Рубановская снова спросила его:
— Не сибирским ли редким камнем выложена синяя зала дворца?
— Да, — приглушённо сказал Радищев.
— Какая прелесть! Бывая во дворце, я любила проходить через синюю залу. Мне казалось, что стены её хранят вечный покой…
— В мире нет вечного покоя…
— Но в жизни он должен быть, Александр, — отозвалась на возражение Радищева Елизавета Васильевна и заглянула в его глаза, — пожалуйста, не спорь со мной… — и, стараясь предупредить возникновение такого спора, попросила его сообщить что-нибудь ещё интересное о Лаксмане.
Не желая перечить Рубановской, не любившей его полемического задора, Александр Николаевич рассказал о том, что Иркутск, благодаря энергии Лаксмана, состоит в оживлённых связях с Российской Академией Наук и учёными страны, возглавляющими различные экспедиции в этом крае. В прошлом году в городе на полтора месяца задержался даровитый ботаник Сиверс, искавший растение ревень, обладающее целительным свойством. Говорили, что дни, проведённые Сиверсом под кровом гостеприимного Лаксмана, оставили самые лучшие воспоминания у Сиверса о пребывании в Сибири.
Всё это, слышанное Александром Николаевичем в разное время и от разных людей, вспомнилось ему сейчас, когда они приближались к низенькому домику Лаксмана, почти упрятанному в густой заросли сада.

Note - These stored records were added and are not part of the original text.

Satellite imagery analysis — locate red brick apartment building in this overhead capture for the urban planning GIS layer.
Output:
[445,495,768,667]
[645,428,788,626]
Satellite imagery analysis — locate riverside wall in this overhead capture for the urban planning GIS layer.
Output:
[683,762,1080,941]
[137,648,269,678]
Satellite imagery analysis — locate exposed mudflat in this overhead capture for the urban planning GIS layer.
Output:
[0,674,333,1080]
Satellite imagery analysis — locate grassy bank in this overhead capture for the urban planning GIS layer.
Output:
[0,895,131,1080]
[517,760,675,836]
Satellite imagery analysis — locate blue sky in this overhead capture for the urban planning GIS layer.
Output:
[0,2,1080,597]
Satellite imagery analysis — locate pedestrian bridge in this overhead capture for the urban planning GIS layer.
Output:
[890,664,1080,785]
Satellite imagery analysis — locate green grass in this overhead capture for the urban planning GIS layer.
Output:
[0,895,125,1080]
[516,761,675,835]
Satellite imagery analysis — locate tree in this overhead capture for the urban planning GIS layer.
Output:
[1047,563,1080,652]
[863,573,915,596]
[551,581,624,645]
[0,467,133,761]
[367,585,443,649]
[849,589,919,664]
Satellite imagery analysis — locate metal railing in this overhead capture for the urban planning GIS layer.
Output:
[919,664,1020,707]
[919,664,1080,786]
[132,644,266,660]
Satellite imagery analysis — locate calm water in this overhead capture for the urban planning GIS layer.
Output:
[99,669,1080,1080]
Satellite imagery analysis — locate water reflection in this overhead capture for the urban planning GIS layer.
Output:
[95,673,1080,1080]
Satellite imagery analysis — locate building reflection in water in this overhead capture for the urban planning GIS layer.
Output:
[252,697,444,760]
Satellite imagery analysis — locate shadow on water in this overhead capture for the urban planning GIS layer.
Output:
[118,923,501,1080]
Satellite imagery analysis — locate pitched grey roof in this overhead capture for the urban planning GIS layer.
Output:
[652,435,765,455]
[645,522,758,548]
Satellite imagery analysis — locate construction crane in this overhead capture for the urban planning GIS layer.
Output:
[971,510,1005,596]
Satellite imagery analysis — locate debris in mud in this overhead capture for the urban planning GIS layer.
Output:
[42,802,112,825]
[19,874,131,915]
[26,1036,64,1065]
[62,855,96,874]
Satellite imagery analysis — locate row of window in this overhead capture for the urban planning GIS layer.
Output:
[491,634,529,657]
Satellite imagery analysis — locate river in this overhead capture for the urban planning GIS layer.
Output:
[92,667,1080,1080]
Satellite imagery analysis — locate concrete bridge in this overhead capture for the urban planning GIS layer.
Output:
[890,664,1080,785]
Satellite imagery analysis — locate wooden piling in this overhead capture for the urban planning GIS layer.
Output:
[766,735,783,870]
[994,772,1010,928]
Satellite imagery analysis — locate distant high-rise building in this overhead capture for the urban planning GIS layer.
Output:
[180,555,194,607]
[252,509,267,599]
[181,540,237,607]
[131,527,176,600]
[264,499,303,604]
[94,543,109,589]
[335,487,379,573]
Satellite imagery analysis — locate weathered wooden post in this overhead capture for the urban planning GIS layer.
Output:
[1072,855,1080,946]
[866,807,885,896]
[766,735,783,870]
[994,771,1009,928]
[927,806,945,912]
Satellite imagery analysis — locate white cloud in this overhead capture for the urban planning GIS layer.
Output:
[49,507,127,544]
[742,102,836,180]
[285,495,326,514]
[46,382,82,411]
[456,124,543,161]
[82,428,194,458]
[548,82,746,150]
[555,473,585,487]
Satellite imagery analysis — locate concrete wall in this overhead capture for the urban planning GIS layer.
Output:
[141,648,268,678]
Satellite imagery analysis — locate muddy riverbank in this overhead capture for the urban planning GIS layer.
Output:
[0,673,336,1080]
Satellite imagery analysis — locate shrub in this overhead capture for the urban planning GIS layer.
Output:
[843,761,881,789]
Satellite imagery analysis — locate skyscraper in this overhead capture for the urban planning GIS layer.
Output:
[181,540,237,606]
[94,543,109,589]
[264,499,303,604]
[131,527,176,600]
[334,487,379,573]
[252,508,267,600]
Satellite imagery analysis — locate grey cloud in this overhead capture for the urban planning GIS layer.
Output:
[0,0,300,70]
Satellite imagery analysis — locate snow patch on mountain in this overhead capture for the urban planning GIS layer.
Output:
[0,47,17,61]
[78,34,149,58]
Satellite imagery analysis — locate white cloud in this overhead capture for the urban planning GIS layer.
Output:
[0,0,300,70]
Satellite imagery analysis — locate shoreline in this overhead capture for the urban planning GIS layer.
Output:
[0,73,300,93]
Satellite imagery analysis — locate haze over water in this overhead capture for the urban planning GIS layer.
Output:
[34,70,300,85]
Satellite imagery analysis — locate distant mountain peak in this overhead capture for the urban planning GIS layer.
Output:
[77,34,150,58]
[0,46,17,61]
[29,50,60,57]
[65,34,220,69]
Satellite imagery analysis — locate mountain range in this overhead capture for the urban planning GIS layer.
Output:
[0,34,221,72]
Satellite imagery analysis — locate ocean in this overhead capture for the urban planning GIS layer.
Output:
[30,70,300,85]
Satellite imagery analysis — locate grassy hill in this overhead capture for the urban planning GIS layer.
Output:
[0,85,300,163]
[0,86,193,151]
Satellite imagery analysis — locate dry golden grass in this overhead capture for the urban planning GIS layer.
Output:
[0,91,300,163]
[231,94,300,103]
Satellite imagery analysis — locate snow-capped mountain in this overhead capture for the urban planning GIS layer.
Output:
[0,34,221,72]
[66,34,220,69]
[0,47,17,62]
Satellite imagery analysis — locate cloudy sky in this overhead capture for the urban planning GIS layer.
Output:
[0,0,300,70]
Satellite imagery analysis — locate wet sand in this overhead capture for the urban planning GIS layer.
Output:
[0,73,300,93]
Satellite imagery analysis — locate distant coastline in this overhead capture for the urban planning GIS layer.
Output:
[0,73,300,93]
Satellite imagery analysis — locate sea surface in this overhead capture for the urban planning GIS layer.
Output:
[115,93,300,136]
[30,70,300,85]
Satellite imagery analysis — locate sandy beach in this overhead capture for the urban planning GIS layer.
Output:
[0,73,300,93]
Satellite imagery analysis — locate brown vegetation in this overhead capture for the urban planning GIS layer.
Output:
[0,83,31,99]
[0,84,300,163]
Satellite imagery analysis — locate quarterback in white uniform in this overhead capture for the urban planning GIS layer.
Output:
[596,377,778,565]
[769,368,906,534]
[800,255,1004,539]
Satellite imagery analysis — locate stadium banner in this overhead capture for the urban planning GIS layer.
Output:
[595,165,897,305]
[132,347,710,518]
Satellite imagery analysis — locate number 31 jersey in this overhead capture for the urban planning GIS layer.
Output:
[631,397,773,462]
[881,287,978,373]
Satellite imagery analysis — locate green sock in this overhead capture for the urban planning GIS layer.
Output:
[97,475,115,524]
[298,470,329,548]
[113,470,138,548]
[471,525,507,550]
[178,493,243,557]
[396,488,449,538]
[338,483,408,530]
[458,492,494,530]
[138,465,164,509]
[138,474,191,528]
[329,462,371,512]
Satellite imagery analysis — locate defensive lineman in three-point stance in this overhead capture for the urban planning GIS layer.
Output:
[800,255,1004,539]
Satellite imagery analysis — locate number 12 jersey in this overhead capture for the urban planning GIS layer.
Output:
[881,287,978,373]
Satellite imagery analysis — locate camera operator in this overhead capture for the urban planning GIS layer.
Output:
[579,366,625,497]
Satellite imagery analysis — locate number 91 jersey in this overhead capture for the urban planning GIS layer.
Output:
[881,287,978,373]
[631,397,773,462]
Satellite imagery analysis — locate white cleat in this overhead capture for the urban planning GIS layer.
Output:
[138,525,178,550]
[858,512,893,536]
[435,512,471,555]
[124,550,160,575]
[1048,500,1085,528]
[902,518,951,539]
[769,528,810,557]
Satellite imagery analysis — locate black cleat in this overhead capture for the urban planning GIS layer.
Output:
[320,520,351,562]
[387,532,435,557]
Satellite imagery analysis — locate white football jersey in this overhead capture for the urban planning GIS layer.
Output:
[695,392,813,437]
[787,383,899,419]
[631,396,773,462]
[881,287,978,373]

Калитку открыл дворник, старик в тёплом зипуне с метлой в руках. Он посторонился и пропустил внутрь двора незнакомых ему людей.
— Госпожа Лаксман дома? — обратился к старику Александр Николаевич.
— Катерина Ивановна всегда дома, — ответил дворник, снимая шапку без ушей, прозванную «оськой», и кланяясь Радищеву.
— Прикажете доложить?
— Скажи, любезный, госпоже Лаксман, желаем осмотреть жилище истинного любителя природы, её мужа, господина надворного советника Эрика Лаксмана.
— Все, кто бывает у нас, непременно теплицы поглядят… Диковинного там много… Пройдите, барин, — старичок указал в глубь двора, где сквозь ветви заснеженного сада виднелась стеклянная крыша оранжереи, — а я доложу о вас Катерине Ивановне…
Дворник поднялся на крыльцо и скрылся за дверью. Радищев с Рубановской нетерпеливо, прошли к оранжерее.